Don't look at the HRD like a waste of money...it's a better amp than the Peavey, for sure.
I've got quite a lot invested in high-end amps, and any 1-2 of them could cover most of my needs...but that hasn't stopped me from buying more high-end amps.
:facepalm: :D
 

Sheff37

Member
I have a Fender USA Blues DeVille that was hot rodded by the same guy that did SRV's and Eric Johnson's amps, and l have the same problem. I bought a stinking Behringer 15-watt practice amp with an 8" Bugera speaker for $20 at a pawn shop, and l got the best recorded tone l ever got in my life with that. Then Joe Walsh said the same at a LA Guitar Center clinic. The fastest easiest way to a great recorded tone is with a little SS Champ amp with an 8" speaker.
 

wmalan

Member
Then Joe Walsh said the same at a LA Guitar Center clinic. The fastest easiest way to a great recorded tone is with a little SS Champ amp with an 8" speaker.
Rocky Mountain Way was famously recorded with the Champ (though not SS but tubes). I still have mine for this very reason: I have a bedroom studio. One other little gem I keep around is my now discontinued Tech 21 Trademark 10 SS modeling amp for this same reason. They both sound great in small rooms.
 

Sheff37

Member
Rocky Mountain Way was famously recorded with the Champ (though not SS but tubes). I still have mine for this very reason: I have a bedroom studio. One other little gem I keep around is my now discontinued Tech 21 Trademark 10 SS modeling amp for this same reason. They both sound great in small rooms.
Well these new little amps really aren't old solid state anymore. I think Joe was referring to speaker breakup, but for recording these new little amps with all the COSM and tube emulation circuitry and what not, really do sound better recorded into digital than their real tube cousins. If you can't get a fantastic guitar tone into a recorder these days, you are really doing something wrong. I bought a little Fender COSM amp and recorded it directly from the line out jack into a Roland VS880 and recorded a piece l called Texas Floody just to prove how easy it was to get that classic Fender tone. It's on my soundclick.
 

Gtoboy

Well-known member
I bought a Fender Hot Rod Deville 212 IV 2x12" 60-watt Tube Combo Amp last March but it was with the express idea of having something a lot cleaner to record than the amps I already have. My personal preference is to record crunch type parts with small amps with 8-10 inch speakers. Even an inexpensive chinese fender frontman 25 can sound great with the right setup and speaker when we're talking about recording.

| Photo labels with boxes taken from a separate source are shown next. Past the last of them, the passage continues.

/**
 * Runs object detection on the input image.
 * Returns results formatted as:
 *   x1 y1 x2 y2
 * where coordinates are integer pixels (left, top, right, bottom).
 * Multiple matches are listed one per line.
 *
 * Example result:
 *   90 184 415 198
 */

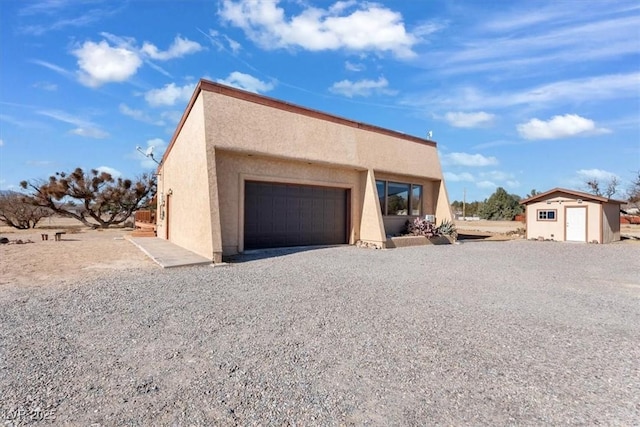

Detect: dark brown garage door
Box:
244 181 347 249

As for the HRD, while I do have a large enough recording room to handle the SPL ( I regularly record using a 4x12 in the same room without issues), with that particular amp I find that to get the best crunch or overdrive tones means getting just the right pedal and running the amp at lower volumes. I have been using the OCD with my small amps but for the HRD I found my favorites are SD-1, and the JHS Muffuletta and PackRat pedals. The JHS have multiple drive signatures which makes them great for dialing in the exact tone.